Nearly two-thirds of California voters support a gun-control initiative on the November ballot, about the same percentage of people who say they don’t have a firearm in their home, according to a new USC Dornsife/Los Angeles Times poll conducted by SurveyMonkey.
The initiative is supported by 64% of the 1,879 registered voters who responded to the survey, while 28% said they would vote “no” and 8% had no answer.
Proposition 63 by Lt. Gov. Gavin Newsom would, among other things, require background checks for those who buy ammunition, prohibit possession of large-capacity ammo magazines, and establish procedures for taking guns from felons and others not authorized to have them.
The ballot measure comes just months after the Legislature and the governor added to what are already some of the toughest gun laws in the nation. The issue is facing heightened debate after a series of mass shootings in San Bernardino, Orlando, Fla., and elsewhere.
“All of the shootings and the violence as a whole has affected it,” said Doug Herman, a Democratic political consultant.
Support for the measure is close to the percentage of people who don’t have guns. The survey found that 66% of California voters responding said no one in their household owns a gun.
Proposition 63 enjoys support across all age groups, but with the strongest (70%) among 18 to 24 year olds and the weakest support (56%) among 45 to 54 year olds. The measure is supported by all ethnic groups, but gets the largest percentage of support (72%) from Hispanic voters. The measure is backed by 70% of women and 56% of men.
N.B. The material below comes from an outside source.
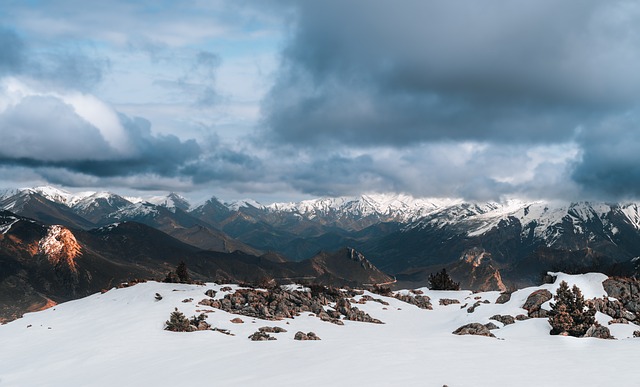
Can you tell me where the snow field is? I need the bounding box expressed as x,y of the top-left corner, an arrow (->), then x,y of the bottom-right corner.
0,273 -> 640,387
Karen Crowl, 69, said more can be done to reduce gun violence. The retired school psychologist and independent voter lives near the Goleta post office where a former employee shot and killed five people before turning the gun on herself in 2006.
“I’m voting for it,” she said of Proposition 63. “I think the fewer guns around the less gun violence there will be, especially because so much of it is impulsive.”
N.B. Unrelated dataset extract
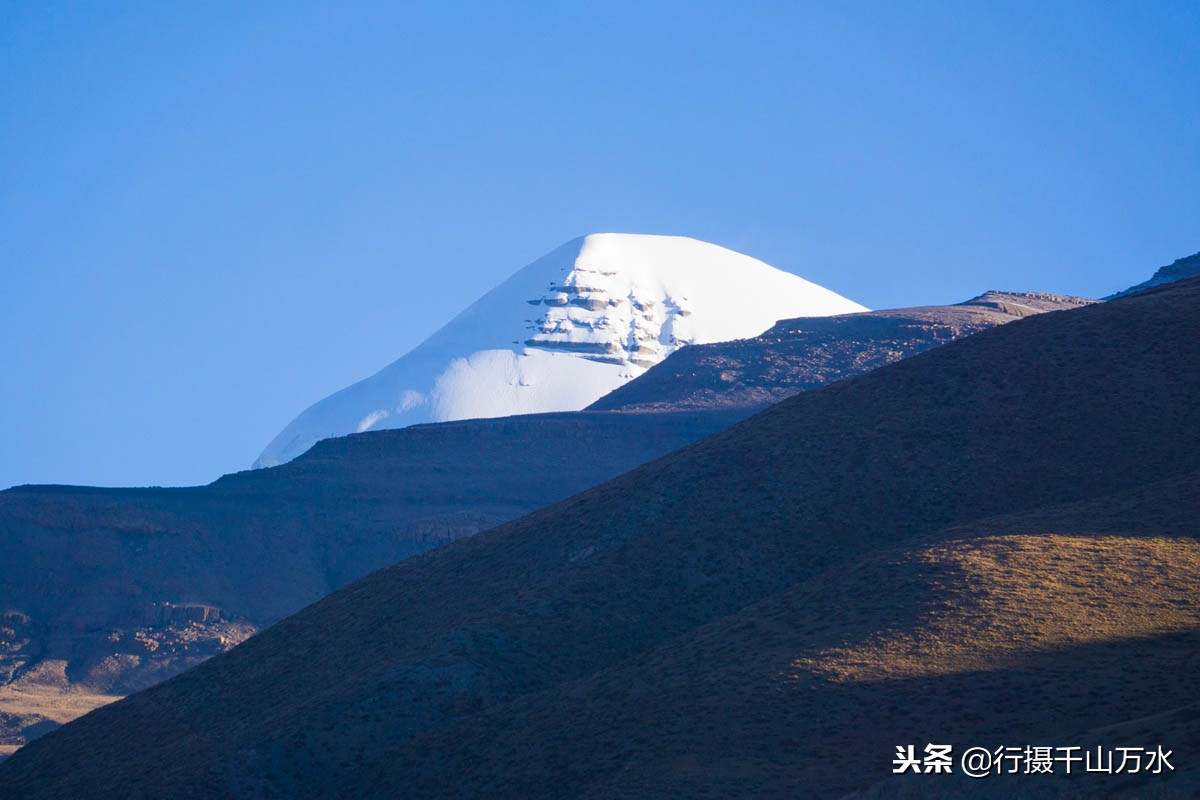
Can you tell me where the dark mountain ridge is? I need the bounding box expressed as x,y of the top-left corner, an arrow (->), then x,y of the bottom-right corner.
0,281 -> 1200,798
589,291 -> 1093,410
Mike Quinn, a 63-year-old Redding resident, said he is voting against Proposition 63 because he feels it will affect law-abiding citizens, not criminals.
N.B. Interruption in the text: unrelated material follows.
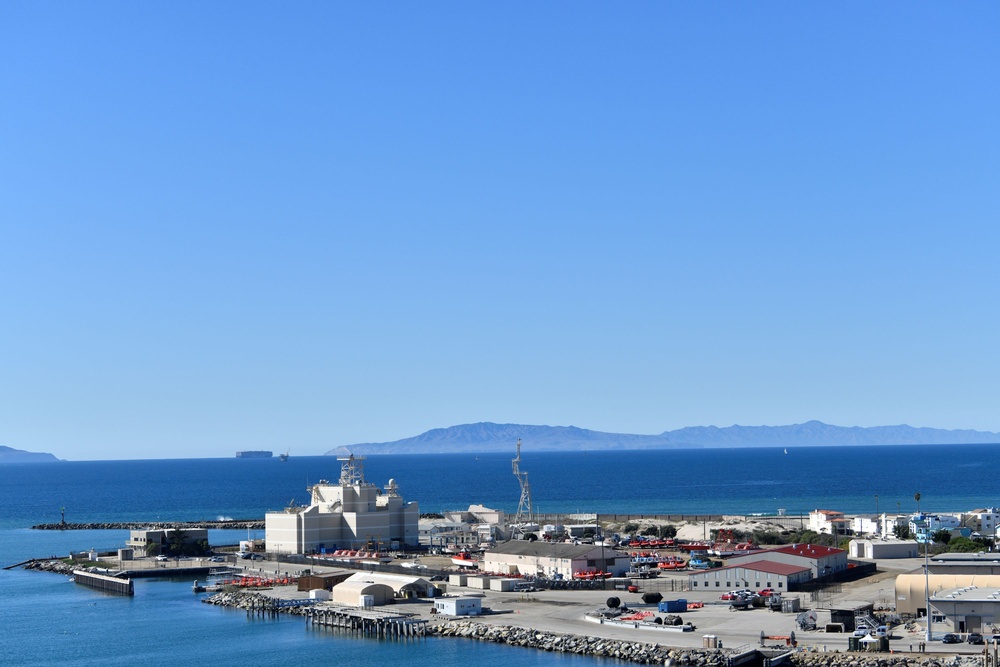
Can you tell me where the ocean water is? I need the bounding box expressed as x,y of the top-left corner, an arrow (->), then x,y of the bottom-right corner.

“The whole thing about gun control is completely against my way of thinking,” Quinn said. “I’m looking at the cities that have the most gun control, Chicago being one of them, where you have 500 dead this year already.”
Quinn, a Republican who owns a radio station, said enforcement of existing laws should be improved.
“The criminals have guns,” he said. “Who are we trying to stop here?”
Leo Wilkinson, 69, noted that homicides in his small home town of Hayward this year have caused people to worry about their safety. The registered Democrat supports Proposition 63.
“I’m definitely not in favor of high-capacity ammunition magazines,” he said. “They are only used to kill people. There is no hunting use for high-capacity magazines.”
“California has a deserved reputation as a deep-blue state, and while these leanings tend to show up to some degree on economic issues, they are much more notable on matters like this,” said Dan Schnur, director of the poll and of the Jesse M. Unruh Institute of Politics at USC.
“Without a compelling argument in the other direction, most Californians are inclined to support even more stringent restrictions on gun ownership,” he added.
Newsom, the former mayor of San Francisco, is running for governor in 2018, and political pundits say his gun-control initiative will help pave the way for the candidacy by raising his image. He and former Facebook President Sean Parker are among the top contributors to the initiative campaign, which has so far raised more than $4 million.
Opponents, including the National Rifle Assn., have launched multiple campaigns against the measure that have so far raised about $425,000.
Newsom announced the initiative in October, just two weeks after a shooting at an Oregon community college in which a student killed nine people.
Some of the initiative’s provisions, including the background checks for ammunition purchasers, were part of the bill package signed into law this summer by Gov. Jerry Brown.